Market Risk vs Product Risk
To follow up on why standard Agile practices don't quite work for AI, one observation is that Agile is good at managing market risk, but AI also has a lot of product risk.
Market Risk: Will anyone buy the damn thing?
Product Risk: Can we even build the damn thing?
Pure Market Risk
Much of the software built over the last few decades had pure market risk. The pressing question was never whether it was technically feasible—some interesting engineering challenges at scale notwithstanding—to build the thing but whether anyone would care enough to use it. This is where Agile methodologies and the Lean Startup movement shine, with their Minimum Viable Products and incremental iterations.
In short, If you only have market risk, iterate away as fast as you can.
Pure Product Risk
Let's imagine the other extreme.

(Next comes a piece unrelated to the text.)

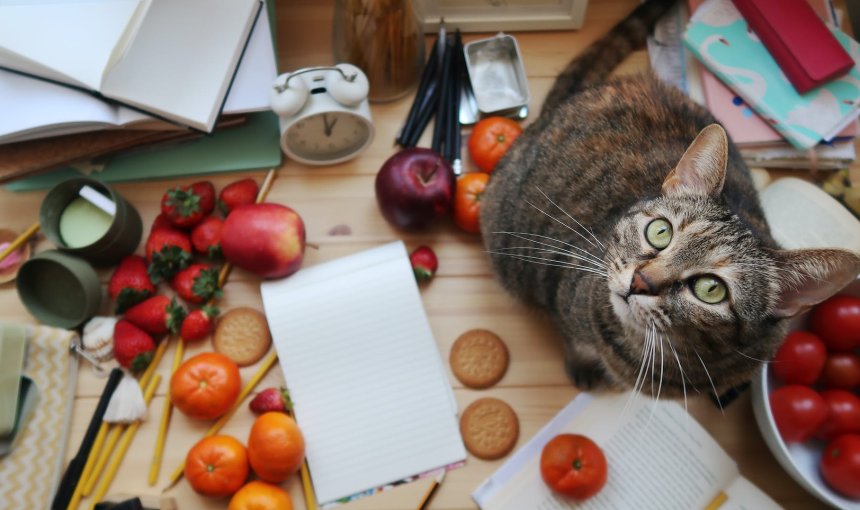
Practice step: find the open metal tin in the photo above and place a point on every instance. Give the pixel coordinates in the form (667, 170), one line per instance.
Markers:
(497, 74)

If you're a biotech company working on a cure for just about everything, you don't need focus groups, usability studies, or small-scale pilots. You have a tough road ahead of you, but you know there'll be an eager market once you get there. Defining intermediate goals and milestones still makes sense, and you can have successful releases of these intermediate products. Still, the micro-iterations of the Lean and Agile camps are a distraction.
In short: If you only have product risk, don't bother with quick customer-facing iterations.
Why not both?
And that brings us to AI products, which combine both risks.
Can you even build the thing? Are current models sufficiently capable, or can you train your own and achieve the required accuracy?
Once done, will people care about the AI-enabled product?
In such a situation, we're prevented from iterating rapidly. However, we can still use the general ideas from Agile and Lean and make deliberate bets and experiments to validate or invalidate our hypothesis. We just have to accept that the risk with each bet is higher. The increased product risk forces us to move slower, which, in turn, limits how quickly we can eliminate market risk.
Iteration with a Long-Term View
So, rather than iterating and pivoting mindlessly, the way forward with AI products is to have a compelling long-term view (a vision!) of what you want to establish. If it is sufficiently bold, this vision can help mitigate some market risks. It should be possible to have an educated opinion about whether people want to buy the result of this bigger vision. In the meantime, the vision helps guide the—now somewhat slower—product iterations as we move the product from one intermediate milestone to the next.
In short, If you have both product and market risk, slow down the cycle of iterations so you can make meaningful progress before each customer-facing release.